To speak of genius and taste as any way connected with reason or common
sense, would be, in the opinion of some towering talkers, to speak like a
man who possessed neither, who had never felt that enthusiasm, or, to use
their own inflated language, was never warmed by that Promethean fire,
which animates the canvas and vivifies the marble.

If, in order to be intelligible, I appear to degrade art by bringing her
down from her visionary situation in the clouds, it is only to give her a
more solid mansion upon the earth. It is necessary that at some time or
other we should see things as they really are, and not impose on
ourselves by that false magnitude with which objects appear when viewed
indistinctly as through a mist.

We will allow a poet to express his meaning, when his meaning is not well
known to himself, with a certain degree of obscurity, as it is one source
of the sublime.
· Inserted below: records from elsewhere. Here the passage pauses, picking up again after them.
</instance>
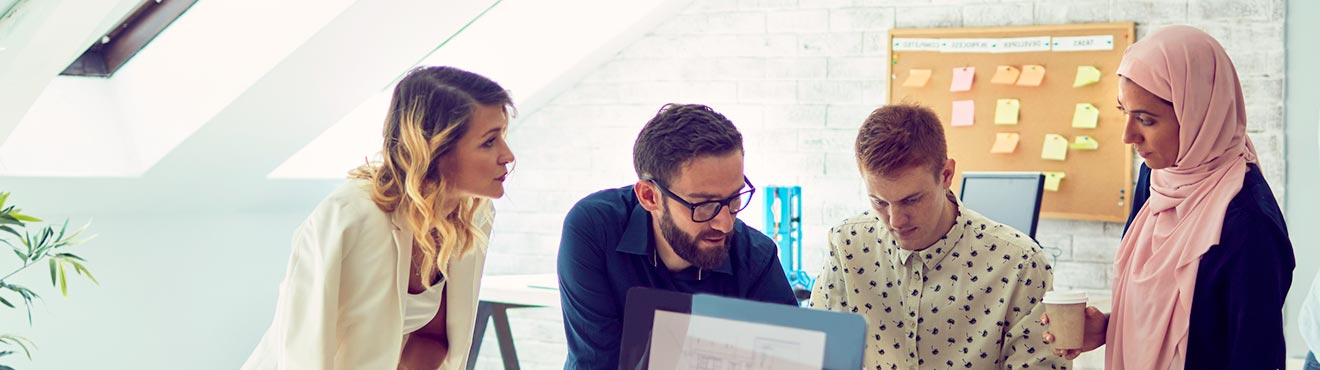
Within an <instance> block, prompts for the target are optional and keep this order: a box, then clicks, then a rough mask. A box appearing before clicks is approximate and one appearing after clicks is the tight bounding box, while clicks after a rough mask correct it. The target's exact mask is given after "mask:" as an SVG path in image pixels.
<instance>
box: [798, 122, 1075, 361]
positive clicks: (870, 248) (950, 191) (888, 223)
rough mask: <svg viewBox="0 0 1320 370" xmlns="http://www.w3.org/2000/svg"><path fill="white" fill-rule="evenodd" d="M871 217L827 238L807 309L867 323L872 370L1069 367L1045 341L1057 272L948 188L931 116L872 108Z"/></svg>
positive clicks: (940, 146)
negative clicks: (821, 266)
mask: <svg viewBox="0 0 1320 370" xmlns="http://www.w3.org/2000/svg"><path fill="white" fill-rule="evenodd" d="M857 163H858V168H861V174H862V178H863V180H865V181H866V190H867V194H869V197H870V202H871V210H869V211H865V213H862V214H858V215H855V217H851V218H849V219H846V221H843V222H842V223H840V225H838V226H836V227H833V229H832V230H830V234H829V241H830V243H829V256H828V258H826V262H825V264H824V266H822V268H821V272H820V278H817V280H816V287H814V291H813V292H812V307H816V308H822V309H830V311H842V312H855V313H859V315H863V316H866V317H867V325H870V328H869V329H867V334H869V336H867V346H866V361H865V365H866V366H865V367H866V369H919V367H921V369H925V367H929V369H950V367H956V369H1068V367H1071V361H1067V359H1064V358H1060V357H1056V355H1051V350H1049V346H1048V345H1045V344H1044V342H1043V341H1041V340H1040V336H1039V333H1040V332H1044V326H1043V325H1041V324H1040V321H1039V317H1040V313H1041V312H1043V311H1044V305H1043V304H1041V303H1040V299H1041V296H1044V293H1045V291H1048V289H1051V280H1052V274H1051V267H1049V263H1048V260H1047V259H1045V255H1044V254H1043V251H1041V250H1040V246H1039V244H1036V242H1034V241H1032V239H1031V238H1030V237H1027V234H1024V233H1022V231H1018V230H1014V229H1012V227H1010V226H1006V225H1002V223H998V222H994V221H991V219H987V218H986V217H983V215H981V214H978V213H975V211H973V210H969V209H966V207H964V206H962V204H961V202H958V200H957V198H956V197H954V196H953V192H952V190H949V186H950V185H952V182H953V174H954V161H953V159H949V157H948V148H946V144H945V140H944V128H942V127H941V124H940V119H939V118H937V116H936V115H935V112H932V111H931V110H929V108H925V107H920V106H915V104H895V106H886V107H880V108H878V110H875V111H874V112H871V115H870V116H869V118H867V119H866V122H865V123H863V124H862V128H861V131H859V132H858V136H857Z"/></svg>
But when, in plain prose, we gravely talk of courting
the muse in shady bowers, waiting the call and inspiration of genius,
finding out where he inhabits, and where he is to be invoked with the
greatest success; of attending to times and seasons when the imagination
shoots with the greatest vigour, whether at the summer solstice or the
equinox, sagaciously observing how much the wild freedom and liberty of
imagination is cramped by attention to established rules, and how this
same imagination begins to grow dim in advanced age, smothered and
deadened by too much judgment. When we talk such language, or entertain
such sentiments as these, we generally rest contented with mere words, or
at best entertain notions not only groundless, but pernicious.